Herein, we report a new version of the software Lithorisk® which is characterized by several novelties:

  1. 1.

    There is a direct access to the software through web on users’ devices, including PC and laptop, tablets and smartphones, independently of the operating system. The software is based on the earlier version [16] and uses the same stability constants of soluble complexes handled with the same math principles.

  2. 2.

    There is a completely renewed graphic presentation.

  3. 3.

    It is now possible to get estimates of struvite and cystine saturations.

  4. 4.

    Species distribution is available, including concentration and percentage of both cations and anions and soluble complexes as well. In expert hands, this could be an important option to evaluate the impact of varying ion concentrations on species distribution to optimize effects on state of saturation. For instance, it may be relevant to assess effects of different citrate and magnesium concentrations on ionic equilibria and proton concentration [22].

  5. 5.

    The new software is equipped with subroutines that generate ß values even omitting the sulphate and ammonium concentrations. Despite their marginal influence on the calculations, sulfate and ammonium determinations are generally included in ab initio calculations, including ours. Indeed, changing concentrations from the lower to upper limits of normal distribution, the effects become not irrelevant. For instance, changing sulphate concentration from 10 to 40 mmol/L, leaving other components unchanged, results in 22% variation of ßCaOx. The correlation of Eq. (2) (see “Results” session), concerning ammonium, is not much close. However, this impacts only marginally the calculations of ßCaOx and ßBsh because of the weak stability constant of ammonium with corresponding ligands in urine [11]. Of course, ammonium may have greater influence on ßStruvite, and in this case, we do not recommend to utilize the simplified version that uses calculated and not measured ammonium concentrations.
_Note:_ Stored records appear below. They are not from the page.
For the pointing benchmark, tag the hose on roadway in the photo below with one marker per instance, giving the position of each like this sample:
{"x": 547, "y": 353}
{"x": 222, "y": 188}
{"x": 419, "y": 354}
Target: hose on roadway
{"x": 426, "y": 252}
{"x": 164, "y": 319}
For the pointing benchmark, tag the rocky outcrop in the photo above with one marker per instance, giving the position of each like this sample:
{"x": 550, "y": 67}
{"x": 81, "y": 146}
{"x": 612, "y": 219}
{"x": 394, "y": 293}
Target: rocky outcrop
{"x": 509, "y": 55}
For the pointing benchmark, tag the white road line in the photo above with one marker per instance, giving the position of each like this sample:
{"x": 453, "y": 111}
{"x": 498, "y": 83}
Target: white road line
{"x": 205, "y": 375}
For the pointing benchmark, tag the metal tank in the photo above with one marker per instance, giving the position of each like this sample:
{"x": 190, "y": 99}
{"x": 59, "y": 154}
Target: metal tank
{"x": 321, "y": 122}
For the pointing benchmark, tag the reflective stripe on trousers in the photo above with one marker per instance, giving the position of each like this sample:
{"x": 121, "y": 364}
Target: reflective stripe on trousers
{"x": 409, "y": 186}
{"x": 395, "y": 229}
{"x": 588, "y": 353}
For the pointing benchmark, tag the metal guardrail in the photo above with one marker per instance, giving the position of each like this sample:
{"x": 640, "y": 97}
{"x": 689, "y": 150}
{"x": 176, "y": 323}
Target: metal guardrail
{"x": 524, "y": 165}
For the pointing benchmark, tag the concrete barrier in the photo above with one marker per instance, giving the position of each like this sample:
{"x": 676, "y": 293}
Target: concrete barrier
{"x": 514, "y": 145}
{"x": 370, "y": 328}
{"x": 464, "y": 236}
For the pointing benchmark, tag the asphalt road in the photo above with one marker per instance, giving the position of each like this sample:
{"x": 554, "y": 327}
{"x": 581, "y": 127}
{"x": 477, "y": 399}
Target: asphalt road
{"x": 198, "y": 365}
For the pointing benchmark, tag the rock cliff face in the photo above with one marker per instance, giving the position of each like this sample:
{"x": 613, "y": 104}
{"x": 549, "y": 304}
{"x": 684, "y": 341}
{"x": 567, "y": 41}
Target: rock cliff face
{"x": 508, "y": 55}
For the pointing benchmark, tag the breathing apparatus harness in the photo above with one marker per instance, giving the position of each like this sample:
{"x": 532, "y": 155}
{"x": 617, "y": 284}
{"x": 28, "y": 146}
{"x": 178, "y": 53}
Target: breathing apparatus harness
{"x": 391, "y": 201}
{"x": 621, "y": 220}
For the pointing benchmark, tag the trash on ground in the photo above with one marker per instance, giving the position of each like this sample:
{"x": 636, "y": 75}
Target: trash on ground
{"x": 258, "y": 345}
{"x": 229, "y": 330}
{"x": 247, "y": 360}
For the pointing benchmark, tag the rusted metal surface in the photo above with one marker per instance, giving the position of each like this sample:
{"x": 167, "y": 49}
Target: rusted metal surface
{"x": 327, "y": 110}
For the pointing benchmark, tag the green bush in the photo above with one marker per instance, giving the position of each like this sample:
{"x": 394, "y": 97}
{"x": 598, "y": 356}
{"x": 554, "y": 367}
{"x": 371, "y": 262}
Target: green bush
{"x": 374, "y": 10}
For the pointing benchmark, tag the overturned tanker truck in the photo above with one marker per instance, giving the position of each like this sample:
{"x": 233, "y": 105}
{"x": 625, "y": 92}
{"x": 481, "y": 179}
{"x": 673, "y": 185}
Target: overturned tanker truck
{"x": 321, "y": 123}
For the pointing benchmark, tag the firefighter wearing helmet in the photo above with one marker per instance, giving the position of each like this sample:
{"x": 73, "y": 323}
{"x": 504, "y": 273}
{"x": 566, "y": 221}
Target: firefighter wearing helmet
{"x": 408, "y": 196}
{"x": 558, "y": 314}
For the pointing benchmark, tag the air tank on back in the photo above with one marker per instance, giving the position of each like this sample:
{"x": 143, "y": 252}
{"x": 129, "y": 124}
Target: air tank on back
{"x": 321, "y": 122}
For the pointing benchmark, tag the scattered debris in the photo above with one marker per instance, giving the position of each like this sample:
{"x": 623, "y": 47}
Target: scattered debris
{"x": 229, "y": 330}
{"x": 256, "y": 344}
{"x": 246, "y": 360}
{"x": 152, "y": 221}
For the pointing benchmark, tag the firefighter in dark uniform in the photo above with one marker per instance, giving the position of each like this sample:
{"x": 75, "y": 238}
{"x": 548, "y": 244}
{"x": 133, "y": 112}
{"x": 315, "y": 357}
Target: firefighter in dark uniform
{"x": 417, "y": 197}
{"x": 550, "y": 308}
To ease the task of producing this version of Lithorisk®, it was decided to maintain the original list of soluble complexes. This may suffice in the routine management of patients, namely, to improve and control their compliance to treatment [7]. In addition, the prompt visualization of the results allows to simulate beneficial or detrimental effects on the stone risk generated by changes in urine chemistry and volume. For instance, the software can be used to tailor values of urine volume or calcium or other components that will result in safer saturation levels in individual patients. Therefore, this new program is essentially similar to previous others that measure state of saturation, including our previous one. We had reported a nice correspondence between our results and those obtained with EQUIL 2 [11]. The program has not been compared to the more recent JESS [13. 14] which includes mixed calcium-citrate–phosphate species and has been reported to yield different results from previous ones at least at higher urine pHs [32]. Work is in progress to assess whether integrating our program with the above complex species, or weak urea complexes [33], or phytate [34], will affect results in a significant way.

In conclusion, the essential novelty of this software is that it can be easily available for use in any operating systems and personal devises. Also, the great simplification of the input variable procedure, including the option to change units, and the novel graphical visualization of risk profiles are likely to ease the use and widen the understanding of the concept of saturation in the general practice of stone disease.